Treatment varies depending on the patient's needs, but the most common mental illness treatments are medication, inpatient psychiatric hospitalization, and brief sessions of group therapy. These treatments are not available or reimbursed in many places, so individuals may try to deal with their mental illness through a variety of means.
Maintaining good mental health is a daily battle with its fluctuating aspects. It is a struggle not to slide into depression and in the majority of cases good help is available. The way into and out of depression is different for each person and their family. There is no one 'right' approach to a mental disorder. In many cases the right help may take a lot of courage.
Individuals with very severe mental health problems do not appear to be candidates for self-rated “full recovery” from their mental health problems. Their chances to be recovered depend to a large degree on the nature of their mental health problem, in particular their level of functioning in the job or in the social sector at baseline. Individuals who have a limited ability to function within the social sector have a better possibility to recover from their mental health problem, whereas individuals who need regular care from the social sector will face a greater relapse risk after recovery.
Mental health has a large range of symptoms and signs. A person need not display two or three symptoms in order to be diagnosed with a mental health disorder. Rather, mental health problems can be broadly categorized into five broad domains of distress or impairment: cognitive, behavioral, emotional, interpersonal, or physical. Some signs of mental health disorder include a lack of energy, poor sleep, loss of appetite, poor concentration, poor short-term memory, guilt, fearfulness, a change in sex drive, mood swings, poor self-image, and difficulty adapting to the problems of living with serious psychiatric illness. To optimize patient care when working with people with mental health concerns, clinicians may take into account the signs of mental health disorder as they manifest.
The prevalence of mental illness among US adults is not higher than rates seen in similar populations around the world. In the last decade, there have been no major changes, and no major decreases. However, mental illness remains undertdiagnosed among many individuals. Improved understanding of the public health significance of mental illness is essential for the implementation of effective mental health resources and services throughout the US.
There is a need to raise awareness in general and public health concerning the need to increase clinical trials related to mental health care. This will strengthen the credibility of the fields of psychiatry/mental health and psychiatry research, and ultimately improve patients’ health.
The question has always been, if mental health is the new mainstream, but is the question changed or not? What we found in the latest research, is that mental health can be a part of, and not a standalone entity, but the health of the whole human being.
Results show that MSP significantly reduces the risks of legal status change.
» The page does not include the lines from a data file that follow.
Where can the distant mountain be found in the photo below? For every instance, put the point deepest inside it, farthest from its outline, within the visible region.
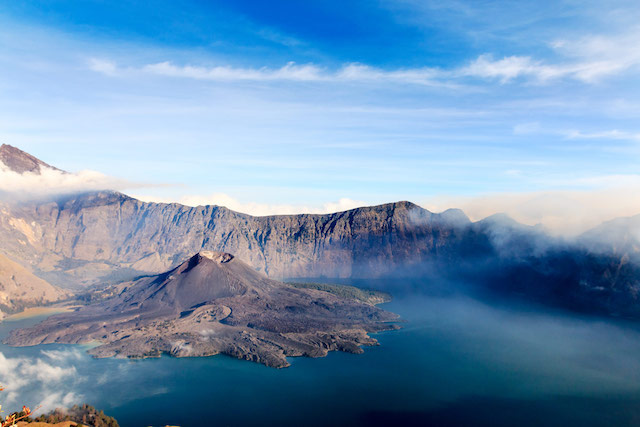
(214, 303)
(106, 236)
(92, 237)
(620, 236)
(20, 162)
(19, 288)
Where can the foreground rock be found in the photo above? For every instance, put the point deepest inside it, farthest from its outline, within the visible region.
(214, 303)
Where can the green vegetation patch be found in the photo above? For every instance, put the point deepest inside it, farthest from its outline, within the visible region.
(367, 296)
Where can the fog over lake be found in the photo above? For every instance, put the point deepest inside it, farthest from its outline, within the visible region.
(456, 360)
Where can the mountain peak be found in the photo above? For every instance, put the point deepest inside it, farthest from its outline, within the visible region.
(219, 257)
(21, 162)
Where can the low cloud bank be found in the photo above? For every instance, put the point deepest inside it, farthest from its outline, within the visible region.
(562, 213)
(46, 381)
(50, 182)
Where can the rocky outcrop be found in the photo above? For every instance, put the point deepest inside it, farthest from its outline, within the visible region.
(20, 162)
(214, 303)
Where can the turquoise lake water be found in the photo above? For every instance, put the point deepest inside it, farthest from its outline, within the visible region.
(456, 362)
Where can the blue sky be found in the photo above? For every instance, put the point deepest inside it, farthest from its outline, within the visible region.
(291, 106)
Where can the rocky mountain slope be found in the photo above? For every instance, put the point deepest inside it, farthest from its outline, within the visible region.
(19, 288)
(214, 303)
(86, 238)
(20, 162)
(104, 237)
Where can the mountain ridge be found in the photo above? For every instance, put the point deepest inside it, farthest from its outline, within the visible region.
(214, 303)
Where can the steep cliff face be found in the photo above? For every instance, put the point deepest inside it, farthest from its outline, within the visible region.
(91, 235)
(214, 303)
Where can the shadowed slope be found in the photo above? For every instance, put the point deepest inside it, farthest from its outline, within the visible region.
(214, 303)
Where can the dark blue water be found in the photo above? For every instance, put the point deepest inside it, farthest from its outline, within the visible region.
(455, 362)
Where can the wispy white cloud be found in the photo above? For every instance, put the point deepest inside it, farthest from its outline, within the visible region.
(352, 72)
(48, 384)
(562, 212)
(587, 59)
(52, 181)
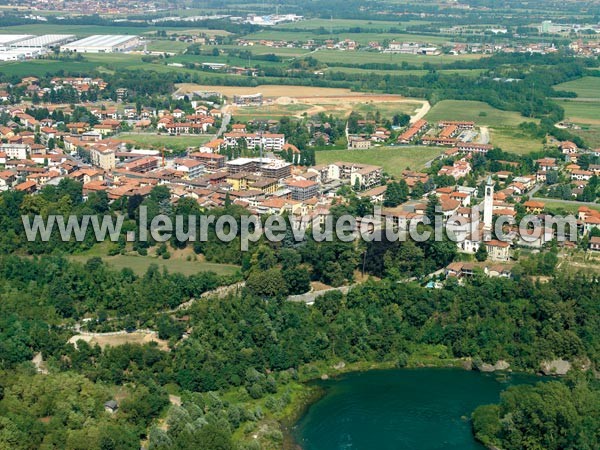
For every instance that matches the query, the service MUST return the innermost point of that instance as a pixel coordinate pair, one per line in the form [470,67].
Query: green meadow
[586,87]
[393,159]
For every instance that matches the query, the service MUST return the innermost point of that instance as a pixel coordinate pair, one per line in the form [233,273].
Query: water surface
[416,409]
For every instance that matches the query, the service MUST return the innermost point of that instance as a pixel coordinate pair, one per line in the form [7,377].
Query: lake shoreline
[288,423]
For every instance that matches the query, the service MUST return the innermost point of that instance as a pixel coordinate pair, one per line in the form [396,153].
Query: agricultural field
[337,106]
[590,134]
[479,112]
[176,143]
[78,30]
[513,140]
[167,45]
[582,111]
[343,24]
[503,125]
[586,87]
[418,72]
[393,159]
[364,57]
[362,38]
[102,62]
[266,50]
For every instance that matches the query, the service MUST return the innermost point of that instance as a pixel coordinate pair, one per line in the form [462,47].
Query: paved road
[484,137]
[421,112]
[224,123]
[309,297]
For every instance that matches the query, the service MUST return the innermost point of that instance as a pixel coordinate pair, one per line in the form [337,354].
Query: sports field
[393,159]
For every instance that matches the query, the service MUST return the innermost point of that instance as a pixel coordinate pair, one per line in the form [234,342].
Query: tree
[481,253]
[297,280]
[269,284]
[433,208]
[396,193]
[401,120]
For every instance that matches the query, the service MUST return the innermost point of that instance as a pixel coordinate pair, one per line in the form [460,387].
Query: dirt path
[421,112]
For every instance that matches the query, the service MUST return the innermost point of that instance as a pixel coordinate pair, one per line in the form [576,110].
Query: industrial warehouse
[103,44]
[14,47]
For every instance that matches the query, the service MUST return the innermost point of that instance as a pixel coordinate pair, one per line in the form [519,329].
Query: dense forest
[256,344]
[550,415]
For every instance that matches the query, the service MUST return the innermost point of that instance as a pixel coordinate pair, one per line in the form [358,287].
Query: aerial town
[239,225]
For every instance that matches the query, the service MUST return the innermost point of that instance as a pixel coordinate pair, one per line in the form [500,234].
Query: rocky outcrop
[555,367]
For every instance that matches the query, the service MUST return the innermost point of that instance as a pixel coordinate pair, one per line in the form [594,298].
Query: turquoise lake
[416,409]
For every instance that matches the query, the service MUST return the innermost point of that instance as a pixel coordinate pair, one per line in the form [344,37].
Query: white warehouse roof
[44,41]
[7,39]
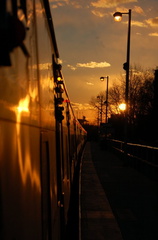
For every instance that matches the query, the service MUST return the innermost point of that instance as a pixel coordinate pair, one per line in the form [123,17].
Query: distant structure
[83,121]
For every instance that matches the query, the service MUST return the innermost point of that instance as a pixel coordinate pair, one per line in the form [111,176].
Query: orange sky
[91,44]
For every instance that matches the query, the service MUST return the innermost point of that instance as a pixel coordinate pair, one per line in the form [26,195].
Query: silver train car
[40,138]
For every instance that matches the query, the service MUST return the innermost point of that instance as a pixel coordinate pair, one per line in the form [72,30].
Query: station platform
[97,219]
[117,202]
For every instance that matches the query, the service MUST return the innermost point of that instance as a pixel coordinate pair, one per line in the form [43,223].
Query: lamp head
[117,16]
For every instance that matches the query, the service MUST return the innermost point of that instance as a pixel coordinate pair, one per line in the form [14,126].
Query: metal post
[127,81]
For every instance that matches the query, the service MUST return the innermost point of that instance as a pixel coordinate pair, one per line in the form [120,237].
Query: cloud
[93,65]
[109,3]
[89,83]
[71,67]
[153,22]
[98,13]
[138,24]
[153,34]
[138,9]
[61,3]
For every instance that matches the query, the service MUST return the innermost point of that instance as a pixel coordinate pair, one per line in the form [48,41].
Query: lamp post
[106,96]
[100,108]
[126,66]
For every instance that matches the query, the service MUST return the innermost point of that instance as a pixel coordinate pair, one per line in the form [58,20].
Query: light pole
[126,66]
[106,96]
[101,107]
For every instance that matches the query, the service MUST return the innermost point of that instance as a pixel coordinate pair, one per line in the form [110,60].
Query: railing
[140,156]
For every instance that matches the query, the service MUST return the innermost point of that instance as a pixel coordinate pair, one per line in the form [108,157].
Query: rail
[143,153]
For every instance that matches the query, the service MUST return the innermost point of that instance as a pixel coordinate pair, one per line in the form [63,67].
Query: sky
[91,44]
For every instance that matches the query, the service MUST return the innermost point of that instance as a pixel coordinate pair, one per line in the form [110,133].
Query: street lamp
[100,109]
[106,96]
[126,65]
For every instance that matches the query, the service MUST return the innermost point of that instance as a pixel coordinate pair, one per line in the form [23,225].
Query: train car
[40,138]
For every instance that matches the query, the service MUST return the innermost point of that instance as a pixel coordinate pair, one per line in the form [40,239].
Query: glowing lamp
[117,16]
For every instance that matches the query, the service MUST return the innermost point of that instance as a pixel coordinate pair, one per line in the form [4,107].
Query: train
[41,140]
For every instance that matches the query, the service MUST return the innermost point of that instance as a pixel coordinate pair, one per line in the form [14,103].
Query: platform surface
[117,201]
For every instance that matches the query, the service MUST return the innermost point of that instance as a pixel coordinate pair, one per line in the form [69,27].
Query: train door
[45,188]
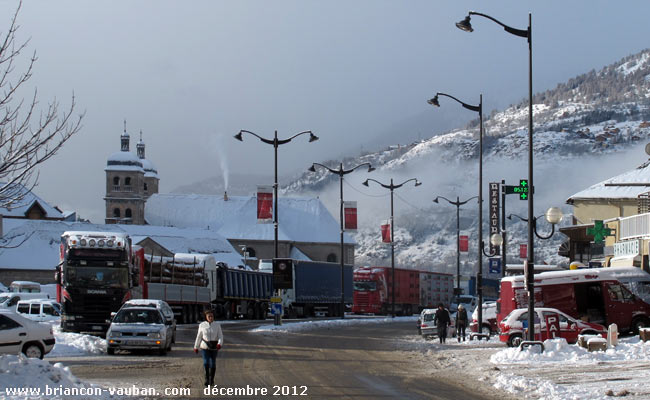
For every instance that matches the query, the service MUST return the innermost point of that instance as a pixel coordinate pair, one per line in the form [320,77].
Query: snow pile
[331,323]
[36,377]
[75,344]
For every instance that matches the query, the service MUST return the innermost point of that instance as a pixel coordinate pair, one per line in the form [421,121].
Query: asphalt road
[341,362]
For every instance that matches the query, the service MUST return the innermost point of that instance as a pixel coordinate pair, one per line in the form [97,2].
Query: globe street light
[456,203]
[392,187]
[275,142]
[341,172]
[466,25]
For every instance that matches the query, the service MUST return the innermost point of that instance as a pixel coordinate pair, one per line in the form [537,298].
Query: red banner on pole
[264,204]
[464,244]
[523,251]
[385,233]
[350,215]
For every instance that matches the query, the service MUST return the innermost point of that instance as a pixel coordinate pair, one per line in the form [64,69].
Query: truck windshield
[365,286]
[97,276]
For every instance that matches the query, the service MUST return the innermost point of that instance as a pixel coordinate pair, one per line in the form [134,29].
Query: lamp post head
[434,101]
[554,215]
[465,25]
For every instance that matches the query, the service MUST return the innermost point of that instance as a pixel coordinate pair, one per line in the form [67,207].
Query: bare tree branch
[25,144]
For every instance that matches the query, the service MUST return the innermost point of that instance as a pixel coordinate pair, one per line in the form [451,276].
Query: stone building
[130,180]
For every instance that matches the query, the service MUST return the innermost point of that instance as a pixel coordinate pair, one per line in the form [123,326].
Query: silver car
[137,328]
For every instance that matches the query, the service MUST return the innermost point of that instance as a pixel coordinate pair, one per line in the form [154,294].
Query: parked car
[512,328]
[428,329]
[21,335]
[39,310]
[134,328]
[160,305]
[489,319]
[9,300]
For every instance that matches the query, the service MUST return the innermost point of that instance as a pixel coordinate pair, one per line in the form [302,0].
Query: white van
[39,310]
[9,300]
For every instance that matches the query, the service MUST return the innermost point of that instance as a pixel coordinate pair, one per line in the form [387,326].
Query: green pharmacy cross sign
[521,190]
[599,231]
The MSP should be considered as an adjunct to the conventional treatment rather than as the sole approach.
Doctors perceive medical-legal partnerships in a way as a form of medical power and this may result in a shift away from empowerment of the patient. The power to provide and to take away decision makes the patient powerless, but this is not so for the patient when he/she decides to participate in such a partnership.
Identical twin discordance was found for a range of psychiatric and non-psychiatric disorders. However, a greater proportion of identical twins were discordant for internalizing and externalizing disorders and less so for affective disorders. This suggests that genetic factors play a major role in triggering certain disorders but that other factors also contribute to the persistence of disorders between identical twins. Identical twins discordant for other non-psychological disorders tended to be more closely related than identical twins discordant for psychiatric disorders.
Data from a recent study do not necessarily indicate that patients seek healthcare services when suffering from mental health problems or when having experienced severe life events. Given the low number of patients visiting the outpatient facility the results are more of a descriptive analysis than a statistical analysis - but the data provide a useful introduction to other studies on the effects of the collaboration between professionals in the area of medical-legal partnership. Further research is needed in order to fully describe the impact of the collaborative approach and to find out the best ways to increase patients' willingness and motivation to participate in consultations. Data from a recent study of this study should also help us to identify factors contributing to a more supportive environment and more effective support at our outpatient facilities.